The threat model differs sharply between the rollout phases:

| Phase | Root key | Production trust | Threat-model posture |
|---|---|---|---|
| **Phase 1** — dry-run | File-based, throwaway | No production service trusts the root yet | Everything issued is a dress rehearsal. A full compromise = wipe and redo the ceremony. Low stakes. |
| **Phase 2** — HSM rehearsal | HSM-backed, real | Still no production trust; rotation drills only | Keys are extraction-resistant. Signing key never leaves the HSM. |
| **Phase 3** — steady state | HSM-backed, real | All CCAT hosts trust the root; SSH, mTLS, internal web UIs chain to it | Real blast radius. The operational hardening checklist below must be complete before entering this phase. |

### Scale assumption

CCAT is a small, university-hosted, internal-use PKI: roughly **20
trusted humans** (the ccatobs GitHub org) plus a handful of service
accounts and hosts. The threat model reflects this — we are not
defending a public CA with millions of subscribers. We do not need
WebPKI-grade transparency logs, CRLs, or staffed SOCs. We *do* need the
discipline that comes with being an internal trust anchor for real
infrastructure.

## Attack surface

Two DNS names are relevant:

- `ca.ccat.uni-koeln.de` — step-ca's API. Fronted by nginx-proxy on
  port 443 with a **CCAT-rooted** TLS cert (issued by step-ca itself,
  renewed via systemd timer), so step-cli's `RootCAs`-only verification
  works without any client-side trust-bundle plumbing. step-ca's
  native :9000 is also published on input-b's host for same-host
  workflows but is firewalled to the Uni Köln /16 (and dropped between
  subnets by Uni IT regardless), so :443 is the universal client path.
- `auth.ccat.uni-koeln.de` — Dex's OIDC endpoints and GitHub login
  redirect page, on port 443 with Let's Encrypt termination via
  acme-companion. Dex has no admin UI and no path that needs IP
  gating.

### Public-by-design endpoints

These endpoints are **meant** to be reachable by anyone. Serving them
to the entire internet is not a security regression — it is how the
protocols are specified. The equivalent endpoints on Let's Encrypt and
every other public CA are worldwide-reachable by design.
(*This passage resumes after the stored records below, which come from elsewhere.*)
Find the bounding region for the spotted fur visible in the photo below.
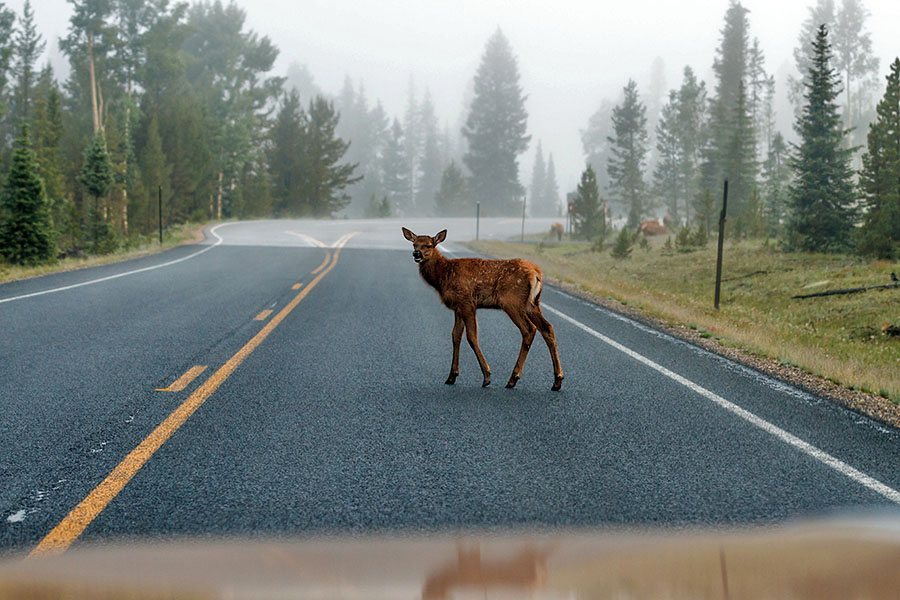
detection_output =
[402,227,563,390]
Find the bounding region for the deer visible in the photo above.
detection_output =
[401,227,563,392]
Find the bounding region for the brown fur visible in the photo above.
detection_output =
[403,227,563,390]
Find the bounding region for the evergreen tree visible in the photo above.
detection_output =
[416,88,444,213]
[704,0,756,218]
[581,99,615,191]
[462,29,531,215]
[604,79,647,227]
[78,131,116,254]
[574,165,606,241]
[788,0,835,118]
[268,89,307,216]
[12,0,47,123]
[528,140,547,216]
[0,4,16,146]
[653,90,683,223]
[787,25,855,252]
[381,119,409,216]
[674,67,708,223]
[857,59,900,258]
[536,152,560,217]
[305,96,362,217]
[434,161,473,217]
[762,133,791,236]
[833,0,879,144]
[0,125,56,265]
[34,65,70,244]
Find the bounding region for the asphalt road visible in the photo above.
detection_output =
[0,219,900,554]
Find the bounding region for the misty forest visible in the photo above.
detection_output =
[0,0,900,264]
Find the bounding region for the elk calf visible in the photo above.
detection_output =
[402,227,563,391]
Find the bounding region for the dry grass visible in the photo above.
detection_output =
[0,223,209,283]
[472,238,900,403]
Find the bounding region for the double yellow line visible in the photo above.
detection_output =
[29,248,341,557]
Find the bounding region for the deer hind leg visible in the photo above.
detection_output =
[444,312,466,385]
[460,307,491,387]
[504,308,535,388]
[528,304,563,392]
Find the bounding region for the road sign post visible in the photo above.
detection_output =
[714,179,728,310]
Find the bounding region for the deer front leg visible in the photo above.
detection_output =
[504,309,536,389]
[444,312,466,385]
[460,308,491,387]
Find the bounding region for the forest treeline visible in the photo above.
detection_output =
[573,0,900,258]
[0,0,900,263]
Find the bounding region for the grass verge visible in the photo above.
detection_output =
[470,238,900,424]
[0,223,210,283]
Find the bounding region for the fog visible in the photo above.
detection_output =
[17,0,900,192]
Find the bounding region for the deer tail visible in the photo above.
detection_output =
[528,273,542,304]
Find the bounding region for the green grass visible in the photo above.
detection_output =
[0,223,208,283]
[471,237,900,403]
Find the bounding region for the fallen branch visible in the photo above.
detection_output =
[791,283,900,299]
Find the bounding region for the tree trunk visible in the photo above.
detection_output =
[216,171,225,221]
[88,35,100,135]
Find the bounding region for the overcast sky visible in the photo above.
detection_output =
[6,0,900,192]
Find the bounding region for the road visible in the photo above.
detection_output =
[0,219,900,554]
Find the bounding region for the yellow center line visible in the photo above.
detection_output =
[28,249,341,558]
[156,365,206,392]
[313,250,328,275]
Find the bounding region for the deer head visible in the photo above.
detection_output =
[401,227,447,264]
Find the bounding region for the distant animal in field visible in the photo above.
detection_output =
[402,227,563,391]
[550,223,565,242]
[638,219,668,235]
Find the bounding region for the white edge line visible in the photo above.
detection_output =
[541,303,900,504]
[0,223,233,304]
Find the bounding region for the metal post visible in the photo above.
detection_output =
[715,179,728,310]
[519,194,527,244]
[475,201,481,240]
[158,186,162,246]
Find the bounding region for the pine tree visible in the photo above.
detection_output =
[12,0,47,123]
[0,125,56,265]
[434,161,473,217]
[833,0,879,143]
[305,97,362,217]
[528,140,547,217]
[607,79,647,227]
[704,0,756,218]
[762,133,791,236]
[462,28,531,215]
[268,90,307,216]
[581,98,615,190]
[787,25,855,252]
[539,152,564,217]
[381,119,409,216]
[675,67,708,223]
[78,131,116,254]
[574,165,606,241]
[788,0,836,118]
[653,90,683,223]
[857,59,900,258]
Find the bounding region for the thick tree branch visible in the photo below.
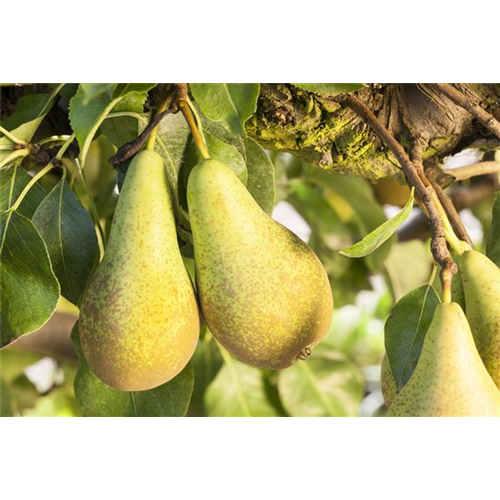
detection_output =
[343,94,457,300]
[427,83,500,138]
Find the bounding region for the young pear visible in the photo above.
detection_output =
[80,150,200,391]
[458,250,500,389]
[187,160,333,369]
[387,303,500,417]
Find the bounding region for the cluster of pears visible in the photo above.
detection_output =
[382,249,500,417]
[79,150,333,391]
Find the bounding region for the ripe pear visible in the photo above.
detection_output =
[387,302,500,417]
[458,250,500,389]
[187,160,333,369]
[380,355,398,408]
[80,150,200,391]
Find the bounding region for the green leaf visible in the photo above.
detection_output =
[305,166,395,272]
[0,166,47,219]
[71,323,194,416]
[278,351,364,417]
[385,285,439,391]
[189,83,260,136]
[69,83,155,164]
[385,240,433,301]
[292,83,363,95]
[0,378,12,415]
[340,194,414,258]
[80,83,118,106]
[114,83,158,97]
[0,212,59,347]
[245,137,276,214]
[0,83,64,146]
[486,193,500,267]
[32,179,99,304]
[205,355,277,415]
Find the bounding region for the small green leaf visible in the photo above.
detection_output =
[385,285,439,391]
[292,83,363,95]
[306,166,394,272]
[80,83,118,106]
[205,355,277,415]
[245,137,276,214]
[69,83,155,164]
[189,83,260,136]
[0,84,64,146]
[0,212,59,347]
[71,323,194,416]
[278,351,364,417]
[32,179,99,304]
[0,166,47,219]
[340,190,413,258]
[486,194,500,267]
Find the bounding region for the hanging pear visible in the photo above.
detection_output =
[80,150,200,391]
[458,250,500,389]
[187,160,333,369]
[387,303,500,417]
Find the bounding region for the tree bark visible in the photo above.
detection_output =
[247,83,500,179]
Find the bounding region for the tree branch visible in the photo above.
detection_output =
[445,161,500,181]
[342,94,457,292]
[427,83,500,138]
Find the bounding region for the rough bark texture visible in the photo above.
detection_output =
[247,83,500,179]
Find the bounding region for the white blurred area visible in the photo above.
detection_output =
[273,201,311,243]
[273,150,490,422]
[24,357,64,394]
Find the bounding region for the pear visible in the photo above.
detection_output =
[380,354,398,408]
[458,250,500,389]
[187,160,333,369]
[387,302,500,417]
[80,150,200,391]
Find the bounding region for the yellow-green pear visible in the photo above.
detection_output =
[380,354,398,408]
[80,150,200,391]
[458,250,500,389]
[187,160,333,369]
[387,303,500,417]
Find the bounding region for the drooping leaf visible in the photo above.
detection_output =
[278,351,363,417]
[71,323,194,416]
[385,285,439,391]
[292,83,363,95]
[340,190,414,258]
[0,84,64,146]
[69,83,156,163]
[245,137,276,214]
[0,212,59,347]
[305,166,395,271]
[189,83,260,136]
[0,166,47,219]
[80,83,118,106]
[486,194,500,267]
[385,240,433,301]
[205,355,277,416]
[32,179,99,304]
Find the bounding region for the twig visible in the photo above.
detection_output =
[343,94,457,299]
[430,178,474,248]
[427,83,500,138]
[445,161,500,181]
[108,108,177,168]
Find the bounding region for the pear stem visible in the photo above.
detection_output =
[146,85,172,151]
[178,99,210,160]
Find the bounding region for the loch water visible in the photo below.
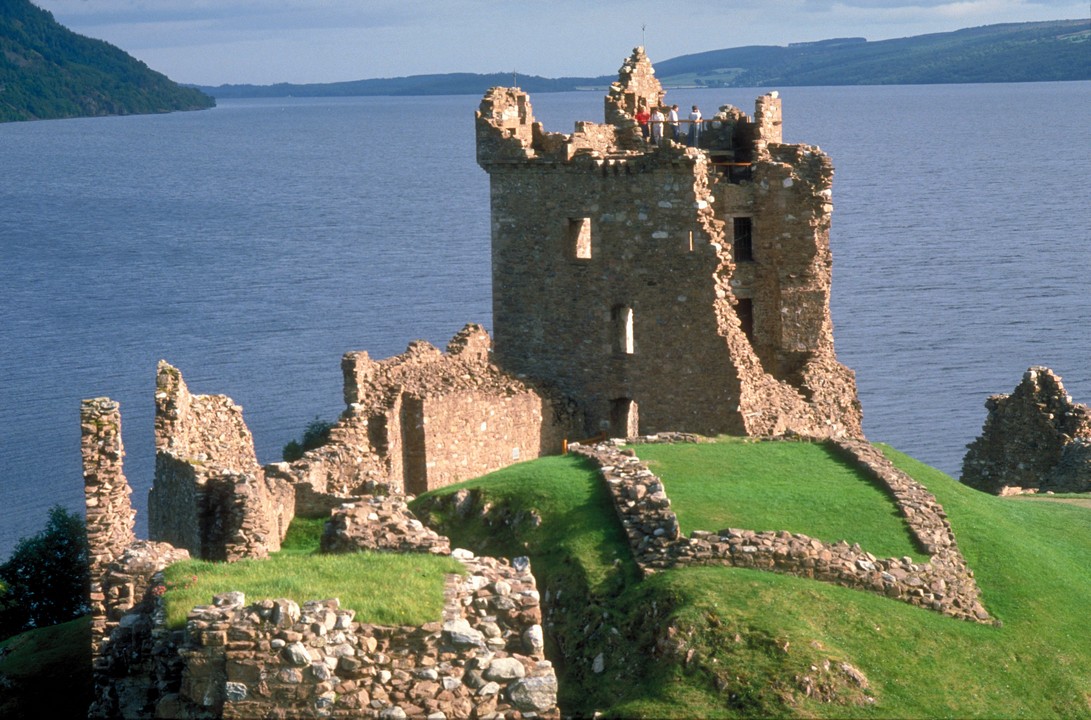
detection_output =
[0,82,1091,559]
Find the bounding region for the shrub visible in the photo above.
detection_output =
[0,505,89,638]
[280,418,334,463]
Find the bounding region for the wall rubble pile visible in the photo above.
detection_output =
[961,367,1091,494]
[570,436,992,623]
[322,495,451,555]
[92,550,560,719]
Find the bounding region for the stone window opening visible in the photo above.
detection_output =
[735,298,754,343]
[610,305,634,355]
[567,217,591,260]
[610,397,640,437]
[733,217,754,263]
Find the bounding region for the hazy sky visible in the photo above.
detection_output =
[33,0,1089,85]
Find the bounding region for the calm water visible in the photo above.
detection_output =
[0,83,1091,557]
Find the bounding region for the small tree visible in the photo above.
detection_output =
[281,418,334,463]
[0,505,91,639]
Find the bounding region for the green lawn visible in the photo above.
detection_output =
[632,437,927,561]
[418,443,1091,718]
[164,518,465,627]
[12,443,1091,719]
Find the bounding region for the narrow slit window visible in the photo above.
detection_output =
[610,305,633,355]
[735,298,754,343]
[734,217,754,263]
[568,217,591,260]
[609,397,640,437]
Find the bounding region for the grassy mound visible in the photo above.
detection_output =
[634,437,927,561]
[417,443,1091,718]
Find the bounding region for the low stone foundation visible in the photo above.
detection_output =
[570,436,992,623]
[962,367,1091,495]
[91,550,560,719]
[322,495,451,555]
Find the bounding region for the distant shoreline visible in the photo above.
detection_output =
[198,19,1091,99]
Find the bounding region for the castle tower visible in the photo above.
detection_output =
[477,48,861,436]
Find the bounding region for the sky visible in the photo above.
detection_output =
[33,0,1089,85]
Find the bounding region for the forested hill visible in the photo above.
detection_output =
[202,20,1091,97]
[0,0,216,122]
[656,20,1091,87]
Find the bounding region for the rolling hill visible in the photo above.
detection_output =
[201,20,1091,98]
[0,0,215,122]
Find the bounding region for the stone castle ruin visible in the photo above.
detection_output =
[477,48,861,437]
[962,367,1091,495]
[72,48,929,718]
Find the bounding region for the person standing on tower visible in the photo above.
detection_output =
[690,105,700,147]
[651,105,667,145]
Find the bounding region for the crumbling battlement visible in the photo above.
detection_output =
[961,367,1091,495]
[477,48,862,436]
[147,361,295,561]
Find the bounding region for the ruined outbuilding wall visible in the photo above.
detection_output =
[339,325,576,494]
[961,367,1091,494]
[148,361,295,561]
[572,433,992,623]
[80,397,189,716]
[477,48,861,436]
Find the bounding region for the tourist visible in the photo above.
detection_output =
[636,103,651,140]
[690,105,700,147]
[651,105,667,145]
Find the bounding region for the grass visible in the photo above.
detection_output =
[411,455,637,592]
[164,518,465,628]
[414,443,1091,718]
[634,437,926,561]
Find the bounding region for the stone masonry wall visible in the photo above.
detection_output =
[322,495,451,555]
[80,397,136,655]
[570,435,991,622]
[961,367,1091,494]
[148,361,295,561]
[89,550,560,719]
[336,325,578,494]
[174,551,560,719]
[80,397,189,717]
[477,48,861,436]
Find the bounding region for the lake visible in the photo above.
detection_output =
[0,82,1091,557]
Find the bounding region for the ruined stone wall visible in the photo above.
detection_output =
[80,397,189,717]
[148,361,295,561]
[571,434,992,622]
[80,397,136,655]
[961,367,1091,494]
[477,48,861,435]
[321,495,451,555]
[89,550,560,720]
[328,325,576,494]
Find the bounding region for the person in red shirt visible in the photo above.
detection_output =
[636,103,651,140]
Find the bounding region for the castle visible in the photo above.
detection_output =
[82,48,877,717]
[477,47,861,437]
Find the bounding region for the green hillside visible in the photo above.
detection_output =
[417,444,1091,718]
[0,440,1091,718]
[0,0,215,122]
[656,20,1091,87]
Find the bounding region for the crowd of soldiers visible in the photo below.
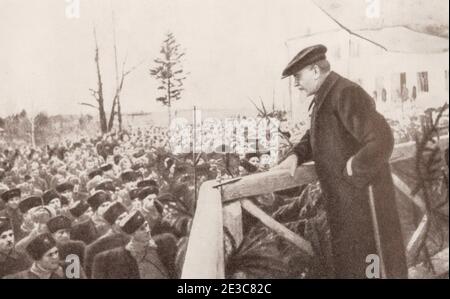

| Endpoint | Purpose | What an attacker learns |
|---|---|---|
| `GET /health` | Liveness probe | The CA is up |
| `GET /roots.pem` | Public root certificate | The public half of our trust anchor — exactly the material every client has to fetch anyway |
| `GET /provisioners` | Provisioner discovery | Provisioner names, types, and public config: OIDC issuer URL, OIDC client ID, allowed group claims, ACME directory URL |
| ACME directory (`/acme/acme/directory`) | RFC 8555 discovery | Standard ACME endpoints |
| Dex OIDC discovery (`/.well-known/openid-configuration`) | OIDC metadata | Issuer URL, JWKS URI, supported flows |

What is **not** in those responses:

- JWK provisioner passwords (these are held in the Ansible vault and
  never served)
- OIDC client secrets (held by Dex via its static clients config, never emitted)
- Signing keys or any secret material — the CA emits only public certs
- User identities, SSH principal lists, or issued-cert history

Publishing provisioner metadata is intentional. A client that wants to
request a cert needs to know which provisioners exist and how to
authenticate to them. This is the same discovery model Let's Encrypt
uses via its ACME directory.

### Auth-gated endpoints — where the real security lives

Everything that actually **issues** a cert sits behind one of four
authentication gates, each with its own strength profile.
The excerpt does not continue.